You make a lot of points and I don't want this to run on forever, but
if Apple doesn't care about it's developers, then they should be
perfectly happy with nothing but ported apps that look like MS and and
are always behind. It isn't about what Apple think developers need,
but what developers think they need.
Apple cares a great deal about their developers. They do listen to bug
reports and feature requests, and they also listen on other feedback
channels. I have gotten letters from various managers if I posted
something to them which they thought needed clarification, so I know
they read the feedback mail.
That said, Apple must also care about staying in business, so
everything they do must produce revenue at the end of the day. More
developers and more products help with the revenue, which is why XCode
is free, and Java is pre installed. Some products are niche enough
that they need their own revenue stream, which likely explains why
WebObjects costs money. If you want to change a decision of theirs,
then use a businesslike argument. I do suggest using real financial
numbers. The programmers at Apple likely do not care about the
financial info, but the higher level decision makers sure do.
To be as blunt as possible: if you want Apple to release Java 1.5 for
Panther, create a business case with real numbers. Assume that it will
cost them time and energy to port 1.5 to Panther, and see if you can
make a case that this is worthwhile. Include the number of developers
and the number of machines they buy, and the expected targets. If you
sell an app, include a customer estimate.
I sent them a letter describing the expected timeframes for several of
our clients going to Java 1.4 and Java 1.5. I did not expect them to
change their business model, but I did expect them to use those numbers
in planning. I described the number of developers, the number of Apple
machines they purchase for development, and the number of machines that
would be used for deployment. I also tried to give a concrete idea
about which things were nice to have, and which would break the deal.

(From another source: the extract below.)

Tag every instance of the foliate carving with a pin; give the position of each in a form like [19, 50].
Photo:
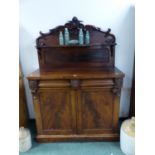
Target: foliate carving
[117, 86]
[73, 26]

For example, one client has shipped a couple of racks of servers to
various federal agencies. Before the XServe, those racks were
Apple-free, even though they were running industry standard Tomcat.
Post XServe, said client started putting them in the deployed machines.
I was far from the only developer asking for XServes at WWDC some
years back, and Apple obviously heard us. They got pushed above a
tablet PC, for example.
For what it is worth, our clients are going to be deploying on 1.5
sometime early next year for the very first projects. These pilot
projects are going to start fairly soon - perhaps November. If I
cannot use 1.5, then I cannot work on those projects, so I will almost
certainly create a Tiger partition, install 1.5, and roll onwards.
They will not deploy on a beta OS with a beta JDK, so I really hope
Tiger does ship in the early part of 2005H1, but I can, as a developer,
use a beta OS and a beta JDK to work on the eventual projects. I have
before.
I have also used Virtual PC for testing, and my Mac for development.
Even with the added deployment grief, it was still better to have a
for-real bash prompt and system utils than to go to Windows.
We are developers - we have to make the call about what saves us time
when buying machines and making deployment decisions. It is in our
interest to let Apple know what went into those decisions, preferably
early enough for them to make their own plans.